Does anyone own one of Lonnie's aluminum surface pot calls? I have heard his bronzed glass and his slate calls,
both of which sounded awesome. While discussing calls with him on the phone the other day, he mentioned his aluminum call that he provides with a tipped striker. I was just looking for some feedback on his pot calls and especially his aluminum call. If you have a few of his calls, what is your favorite? 

Thank you!


----------



## ChristopherA.King (Jan 21, 2014)

I have one of those it does sound like a turkey for sure and is loud as all get out.
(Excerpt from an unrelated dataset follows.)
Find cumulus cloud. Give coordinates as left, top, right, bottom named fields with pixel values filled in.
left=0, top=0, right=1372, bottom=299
Love all of the calls I have that he made and I have quite a few.


----------



## jr123 (Jan 24, 2014)

What does he charge on his calls?


----------



## whitetailfreak (Jan 24, 2014)

jr123 said:


> What does he charge on his calls?



Pots are $25 with 2 strikers. The hard part starts after you pick your pot. Then you must spend hours playing different strikers and narrowing it down to 2.


----------



## whitetailfreak (Jan 24, 2014)

PINE KNOT said:


> Does anyone own one of Lonnie's aluminum surface pot calls? I have heard his bronzed glass and his slate calls,
> both of which sounded awesome. While discussing calls with him on the phone the other day, he mentioned his aluminum call that he provides with a tipped striker. I was just looking for some feedback on his pot calls and especially his aluminum call. If you have a few of his calls, what is your favorite?
> 
> Thank you!



I played one of his Aluminum calls today, and it sounded exceptional with a tipped peg, as well as a Bloodwood peg. Below is a Mabry Hackberry Glass call that flat sings with a tipped striker. O yeah, his box calls don't sound half bad either


----------



## ChristopherA.King (Jan 25, 2014)

I have one of those hackberry calls and quite a few birds have made there last strut coming to it.


----------



## striper commander (Jan 25, 2014)

I have one of his aluminum calls. It sounds great.


----------



## Ben Athens (Jan 25, 2014)

How does one find Mr. Mabry ? I hear he does not ship his calls .

Ben.


----------



## Killdee (Jan 25, 2014)

those are pretty calls!!


----------



## whitetailfreak (Jan 25, 2014)

Ben Athens said:


> How does one find Mr. Mabry ? I hear he does not ship his calls .
> 
> Ben.



Pm sent


----------



## WaddleWhacker (Jan 25, 2014)

I have over 100 of Mr Mabry's call's and a couple of them he only made 1 and any of them will call up a gobbler....and you can take any call he has sitting on the shelf and call in a gobbler....Mr Mabry makes some of the best calls made and if you don't buy one of his calls I bet you when you leave his shop your better at running a call when you leave....


----------



## gregg (Jan 25, 2014)

I picked up one of his Cherry/Cedar short boxes, sounds really nice. I liked all of his calls, the aluminum and slate pot calls were my favorites.....also played a wingbone that sounded great too, forgot to buy that one, must go back. Nice gent as well.


----------



## BamaJeff (Jan 26, 2014)

I would like to meet Mr. Mabry and run some of his calls. I am in the market for a turkey killing box call. Can someone give me his contact information?


----------



## gregg (Jan 26, 2014)

PM sent


----------



## brianandrews1270 (Jan 30, 2014)

Would someone send me a PM with Lonnie's contact information.  I'm in the market for a box call and possibly a new slate call.


----------



## Tom Talker (Jan 30, 2014)

Incredible value in all his calls. Very few better. Not to mention as others have stated- The man flat knows turkey calling and hunting. He is a fine gentleman.


----------



## Yelpu1 (Feb 12, 2014)

I'm wanting to purchase a Lonnie Mabry call.  Contact info would be appreciated.

Thanks


----------



## trkyhntr70 (Feb 13, 2014)

*contact info*

contact info please. Thanks


----------



## gregg (Feb 13, 2014)

PM sent to you guys.


----------



## SGaither (Feb 13, 2014)

As someone who recently made the trip to meet Mr. Mabry every call in his shops is pure turkey. If it doesn't sound good to him, it gets burned. Also, be sure you have plent of time as Mr. Mabry will teach you many tricks to hunting and calling. I hope to make the trip again real soon to buy another box and a couple pot calls. I'm kicking myself for not bringing one of his bronzed glass pots home. 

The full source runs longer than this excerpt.